Consequent to the judgment, Parliament in 2004 brought teachers under the ambit of the act, which was challenged by school managements and the legal tangle continued for over 18 years.
Upholding the amendment, Justice Khanna, who authored the judgment, said: “When the legislature acts within its power to usher in a valid law and rectify a legal error, even after a court ruling, the legislature exercises its constitutional power to enact the law and does not overrule an earlier court decision.
“The schools have claimed violation of Articles 14, 19(1)(g), 21 and 300A of the Constitution of India which, in our opinion, are not violated….” The Supreme Court added: “The amendment with retrospective effect remedies the injustice and discrimination suffered by the teachers on account of a legislative mistake, which was understood after the pronouncement of the judgment in Ahmedabad Private Primary Teachers’ Association (supra).”
Justice Khanna said the amendment was necessary to ensure that something that was due and payable to teachers was not denied to them because of a defect in the statute.
“Payment of gratuity cannot be categorised as a windfall or a bounty payable by the private schools as it is one of the minimal conditions of service. In this background, the argument of the private schools that they do not have capacity and ability to pay gratuity to the teachers is unapt and parsimonious,” the court said.
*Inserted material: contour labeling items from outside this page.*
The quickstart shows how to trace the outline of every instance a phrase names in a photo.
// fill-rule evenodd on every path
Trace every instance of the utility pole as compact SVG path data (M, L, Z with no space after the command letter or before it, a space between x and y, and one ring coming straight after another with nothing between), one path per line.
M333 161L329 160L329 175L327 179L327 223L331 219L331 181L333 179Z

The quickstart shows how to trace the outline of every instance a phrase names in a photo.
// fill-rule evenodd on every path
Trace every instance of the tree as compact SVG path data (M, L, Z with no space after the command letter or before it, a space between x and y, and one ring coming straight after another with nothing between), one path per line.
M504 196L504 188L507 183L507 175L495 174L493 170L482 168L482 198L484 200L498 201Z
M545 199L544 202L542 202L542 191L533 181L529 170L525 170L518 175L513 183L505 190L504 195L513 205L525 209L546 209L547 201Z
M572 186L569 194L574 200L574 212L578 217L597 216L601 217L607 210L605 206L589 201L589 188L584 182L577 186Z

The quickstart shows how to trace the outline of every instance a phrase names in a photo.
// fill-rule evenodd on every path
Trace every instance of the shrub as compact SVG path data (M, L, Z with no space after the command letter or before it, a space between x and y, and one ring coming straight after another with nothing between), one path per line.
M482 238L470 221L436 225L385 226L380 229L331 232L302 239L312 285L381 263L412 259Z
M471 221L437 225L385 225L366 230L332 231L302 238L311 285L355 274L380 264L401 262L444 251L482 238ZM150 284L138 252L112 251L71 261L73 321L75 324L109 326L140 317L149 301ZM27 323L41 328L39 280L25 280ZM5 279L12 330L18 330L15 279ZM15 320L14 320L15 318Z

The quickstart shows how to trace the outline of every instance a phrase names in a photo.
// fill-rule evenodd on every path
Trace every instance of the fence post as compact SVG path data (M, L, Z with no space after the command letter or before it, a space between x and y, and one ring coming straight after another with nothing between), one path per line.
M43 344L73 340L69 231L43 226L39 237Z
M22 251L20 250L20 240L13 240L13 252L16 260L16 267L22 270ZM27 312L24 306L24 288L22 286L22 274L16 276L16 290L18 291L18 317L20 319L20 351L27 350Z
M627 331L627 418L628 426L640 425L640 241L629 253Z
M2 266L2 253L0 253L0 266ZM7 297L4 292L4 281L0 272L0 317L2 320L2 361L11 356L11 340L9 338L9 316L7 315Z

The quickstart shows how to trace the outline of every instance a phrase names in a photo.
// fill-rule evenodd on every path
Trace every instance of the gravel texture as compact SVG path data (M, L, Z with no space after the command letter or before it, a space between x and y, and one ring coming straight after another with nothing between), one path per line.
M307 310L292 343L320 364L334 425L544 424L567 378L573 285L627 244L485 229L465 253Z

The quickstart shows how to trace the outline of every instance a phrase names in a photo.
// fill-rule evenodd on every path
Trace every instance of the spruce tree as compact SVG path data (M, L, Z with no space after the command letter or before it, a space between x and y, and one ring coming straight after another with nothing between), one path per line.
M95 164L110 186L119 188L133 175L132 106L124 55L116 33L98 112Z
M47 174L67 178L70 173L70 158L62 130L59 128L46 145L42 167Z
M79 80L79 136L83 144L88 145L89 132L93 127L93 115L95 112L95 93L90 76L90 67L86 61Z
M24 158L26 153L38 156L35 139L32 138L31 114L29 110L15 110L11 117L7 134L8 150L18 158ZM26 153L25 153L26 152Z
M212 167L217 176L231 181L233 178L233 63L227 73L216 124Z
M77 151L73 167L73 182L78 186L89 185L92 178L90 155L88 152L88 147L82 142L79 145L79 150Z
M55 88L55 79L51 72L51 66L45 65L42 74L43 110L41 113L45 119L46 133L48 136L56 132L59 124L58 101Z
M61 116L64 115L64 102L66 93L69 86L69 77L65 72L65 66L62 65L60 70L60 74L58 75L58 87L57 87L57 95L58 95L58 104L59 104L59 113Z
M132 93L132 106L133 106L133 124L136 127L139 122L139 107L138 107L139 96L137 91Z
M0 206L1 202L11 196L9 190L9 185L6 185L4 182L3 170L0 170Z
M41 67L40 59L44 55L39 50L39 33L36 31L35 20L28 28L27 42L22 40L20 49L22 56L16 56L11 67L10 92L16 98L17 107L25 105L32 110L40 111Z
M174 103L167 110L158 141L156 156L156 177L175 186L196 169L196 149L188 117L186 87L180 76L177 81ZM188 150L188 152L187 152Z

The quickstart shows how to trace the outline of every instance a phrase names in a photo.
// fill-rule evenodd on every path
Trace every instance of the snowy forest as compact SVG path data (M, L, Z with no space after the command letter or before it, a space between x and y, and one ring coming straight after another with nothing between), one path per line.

It added: “The power to amend, which includes the power to amend the statute with retrospective effect, is a constitutional power vested with the legislature, which is not confined and restricted to any particular type of statutes, namely tax statutes. We would not accept any attempt to circumscribe and limit the power vested with the sovereign legislature, thereby putting fetters when such fetters are not prescribed by the Constitution.”